CBO regularly publishes baseline budget projections that show how federal spending, revenues, and deficits would look if current laws governing spending and taxes generally remained unchanged. Those projections are not intended to be a forecast of budgetary outcomes; rather, they are meant to provide a benchmark that policymakers can use to assess the potential effects of policy decisions.
To provide additional information about possible budgetary outcomes, CBO has estimated how its most recent budget projections would change under alternative assumptions about future fiscal policies, as follows:
Discretionary Spending. In CBO’s baseline projections, discretionary outlays average 6.3 percent of gross domestic product (GDP) from 2019 through 2021, before falling to 5.6 percent of GDP by 2029, which would be the lowest percentage recorded since the inception of the modern Congressional budget process. As one alternative policy, CBO projected what discretionary spending would be if it remained at about 6.3 percent of GDP through 2029. As a second alternative path for discretionary spending, CBO also estimated the budgetary effects of freezing all discretionary appropriations at the 2019 amounts through 2029.
Tax and Trade Promotion Policies. CBO’s projections of revenues reflect the assumption that individual income tax rates will rise in calendar year 2026, as scheduled under current law. CBO and the staff of the Joint Committee on Taxation (JCT) have estimated the budgetary effects of instead making the rates currently in effect permanent and extending other expiring revenue provisions, including expiring trade promotion programs.
Tariffs. CBO’s projections also reflect the assumption that certain U.S. tariffs in effect on July 25, 2019, will continue permanently. CBO estimated the effects on revenues of implementing some changes that have been announced since that date—but have not yet taken effect—as well as an alternative policy of returning tariffs to their historical levels.
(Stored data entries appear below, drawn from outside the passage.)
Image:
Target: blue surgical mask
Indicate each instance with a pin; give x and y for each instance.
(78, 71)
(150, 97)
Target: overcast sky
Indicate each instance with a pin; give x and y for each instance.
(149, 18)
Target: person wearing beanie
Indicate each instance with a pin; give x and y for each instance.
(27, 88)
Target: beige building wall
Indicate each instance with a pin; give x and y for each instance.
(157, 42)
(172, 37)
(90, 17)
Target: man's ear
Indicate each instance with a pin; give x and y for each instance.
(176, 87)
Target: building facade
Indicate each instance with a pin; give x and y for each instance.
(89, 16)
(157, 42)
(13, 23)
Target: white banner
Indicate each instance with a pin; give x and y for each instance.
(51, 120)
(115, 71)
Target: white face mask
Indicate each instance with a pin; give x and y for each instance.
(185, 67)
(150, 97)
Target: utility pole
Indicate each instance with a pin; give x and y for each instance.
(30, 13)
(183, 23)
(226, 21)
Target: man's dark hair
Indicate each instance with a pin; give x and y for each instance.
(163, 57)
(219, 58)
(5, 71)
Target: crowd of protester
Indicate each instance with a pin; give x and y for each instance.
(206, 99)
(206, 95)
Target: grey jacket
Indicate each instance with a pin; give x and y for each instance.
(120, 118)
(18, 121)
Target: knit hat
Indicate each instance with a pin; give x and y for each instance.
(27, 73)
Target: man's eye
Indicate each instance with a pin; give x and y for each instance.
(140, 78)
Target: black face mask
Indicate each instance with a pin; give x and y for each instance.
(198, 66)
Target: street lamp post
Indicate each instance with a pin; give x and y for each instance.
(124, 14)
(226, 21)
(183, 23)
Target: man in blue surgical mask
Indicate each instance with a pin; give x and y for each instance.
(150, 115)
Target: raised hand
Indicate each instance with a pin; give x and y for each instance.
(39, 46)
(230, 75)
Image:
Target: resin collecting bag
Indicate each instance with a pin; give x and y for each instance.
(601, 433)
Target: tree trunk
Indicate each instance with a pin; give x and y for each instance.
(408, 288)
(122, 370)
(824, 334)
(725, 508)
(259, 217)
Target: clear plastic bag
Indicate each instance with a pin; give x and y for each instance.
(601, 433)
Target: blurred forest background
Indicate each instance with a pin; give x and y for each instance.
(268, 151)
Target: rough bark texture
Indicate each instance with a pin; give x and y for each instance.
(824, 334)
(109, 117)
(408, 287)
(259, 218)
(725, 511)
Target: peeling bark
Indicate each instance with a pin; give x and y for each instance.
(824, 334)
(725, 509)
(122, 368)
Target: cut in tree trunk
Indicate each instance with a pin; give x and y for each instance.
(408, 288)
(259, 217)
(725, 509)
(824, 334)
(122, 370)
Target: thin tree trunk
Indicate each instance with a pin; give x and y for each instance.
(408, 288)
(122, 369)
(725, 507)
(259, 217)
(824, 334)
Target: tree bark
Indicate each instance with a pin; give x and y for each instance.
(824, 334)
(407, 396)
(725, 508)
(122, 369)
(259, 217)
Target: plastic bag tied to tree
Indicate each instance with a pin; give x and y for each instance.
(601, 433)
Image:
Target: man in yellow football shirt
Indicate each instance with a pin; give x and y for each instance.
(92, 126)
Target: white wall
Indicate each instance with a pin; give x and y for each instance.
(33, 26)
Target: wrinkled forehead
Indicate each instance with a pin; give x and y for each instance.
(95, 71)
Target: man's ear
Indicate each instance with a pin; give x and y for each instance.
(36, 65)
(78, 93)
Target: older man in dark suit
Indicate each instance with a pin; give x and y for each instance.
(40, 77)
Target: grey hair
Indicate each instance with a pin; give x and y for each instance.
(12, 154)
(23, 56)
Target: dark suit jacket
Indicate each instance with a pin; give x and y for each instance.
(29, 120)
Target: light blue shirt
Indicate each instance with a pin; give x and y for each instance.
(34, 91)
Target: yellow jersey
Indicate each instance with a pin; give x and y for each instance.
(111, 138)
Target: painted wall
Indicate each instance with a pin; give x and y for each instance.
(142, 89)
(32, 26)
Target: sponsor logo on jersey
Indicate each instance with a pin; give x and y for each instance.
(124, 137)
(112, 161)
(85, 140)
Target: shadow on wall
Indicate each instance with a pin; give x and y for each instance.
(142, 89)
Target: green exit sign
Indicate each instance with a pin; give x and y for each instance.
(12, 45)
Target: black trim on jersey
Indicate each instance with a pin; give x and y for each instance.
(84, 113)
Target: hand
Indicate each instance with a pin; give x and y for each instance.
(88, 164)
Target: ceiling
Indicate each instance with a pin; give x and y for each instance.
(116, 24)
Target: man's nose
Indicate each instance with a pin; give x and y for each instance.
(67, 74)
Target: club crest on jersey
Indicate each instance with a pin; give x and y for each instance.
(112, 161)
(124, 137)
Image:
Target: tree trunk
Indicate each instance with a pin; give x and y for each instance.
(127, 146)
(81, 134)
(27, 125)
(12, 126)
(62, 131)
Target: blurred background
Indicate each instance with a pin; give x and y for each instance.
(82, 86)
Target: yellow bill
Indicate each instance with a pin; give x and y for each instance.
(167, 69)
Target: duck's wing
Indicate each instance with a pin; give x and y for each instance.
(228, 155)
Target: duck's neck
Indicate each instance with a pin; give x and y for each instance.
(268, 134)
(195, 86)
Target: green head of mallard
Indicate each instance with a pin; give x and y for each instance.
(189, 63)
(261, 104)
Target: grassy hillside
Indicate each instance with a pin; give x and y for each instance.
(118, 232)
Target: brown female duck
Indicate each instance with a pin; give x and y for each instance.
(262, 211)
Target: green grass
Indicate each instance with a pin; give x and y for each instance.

Using some of those assumptions, CBO developed an alternative fiscal scenario that illustrates the effects of maintaining certain major policies that are currently in place. That scenario examines the budgetary outcomes if discretionary outlays remained at about 6.3 percent of GDP from 2022 through 2029 and if revenue provisions that are currently scheduled to expire did not. There are no changes to tariffs in the alternative scenario; tariffs remain as they are in the baseline (that is, at the levels in place on July 25). If that alternative fiscal scenario became law, federal debt held by the public would reach 104 percent of GDP by 2029, versus the 95 percent projected in CBO’s baseline. The estimates for each policy alternative and the estimates for the alternative fiscal scenario do not incorporate any economic effects of changes in discretionary spending, tax policies, or trade policies relative to current law.